Maximum Comfort battles CMS to the max

Tuesday, August 31, 2004

Tom Lambert stops short of calling his recent favorable court ruling a victory. After all, he’s an HME David battling the Medicare Goliath. But while the little guy comes out on top in the biblical tale, it’s the giant that usually prevails in the HME world.

Still, this Redding, Calif., provider should serve as an inspiration to all those providers who have taken on the Medicare system only to get crushed by the CMS-DMERC juggernaut. After exhausting nearly all of his resources fighting an audit that disallowed nearly $800,000 in payments due to “insufficient documentation” for K00011 power chairs, the president of Maximum Comfort got a measure of vindication from an Eastern U.S. District Court judge who ruled in his favor. Certificates of Medical Necessity, the judge stated, should be the only documentation necessary for providing medical equipment that requires it.

Lambert’s odyssey began in 1999, when Region D DMERC Cigna launched an audit of the company based on what the insurer deemed to be a pattern of overutilization regarding K00011 power chairs.

“They sent me a pie chart of Region D dealers showing K11 usage and we were third highest in the number of units that they were billed for,” Lambert recalled. “But they were basing it on our store in Redding, which has a population of 60,000. By then I had opened stores in Sacramento and Chico and was getting ready to open another in Fresno. We were selling across the entire Northern California region.”

Auditors reviewed CMNs for 30 claims, which Lambert contends were signed by 30 different physicians. Because backup documentation from the doctors was not available, the DMERC disallowed $1.2 million in claims, requiring that it be repaid within 30 days.

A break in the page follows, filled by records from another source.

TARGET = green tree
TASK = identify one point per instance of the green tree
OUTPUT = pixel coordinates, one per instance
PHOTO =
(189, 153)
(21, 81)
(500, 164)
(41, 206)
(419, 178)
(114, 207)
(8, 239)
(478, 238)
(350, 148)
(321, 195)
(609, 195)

“Of course we couldn’t pay, so they began to offset our monthly reimbursement,” Lambert said. “Our income ceased immediately.”

At that point, attorney Bartley Fleharty came to Lambert’s aid. The time had come for someone to stand up to the Medicare establishment, he said.

“The more involved I got, the more I could see that the government and insurance carrier were doing what they wanted to do – there was a total lack of due process in the whole situation,” said Fleharty, partner with the Redding law firm of Wells, Small & Selke. “The bottom line is that we were going up against a bully who doesn’t care whether you go out of business or not.”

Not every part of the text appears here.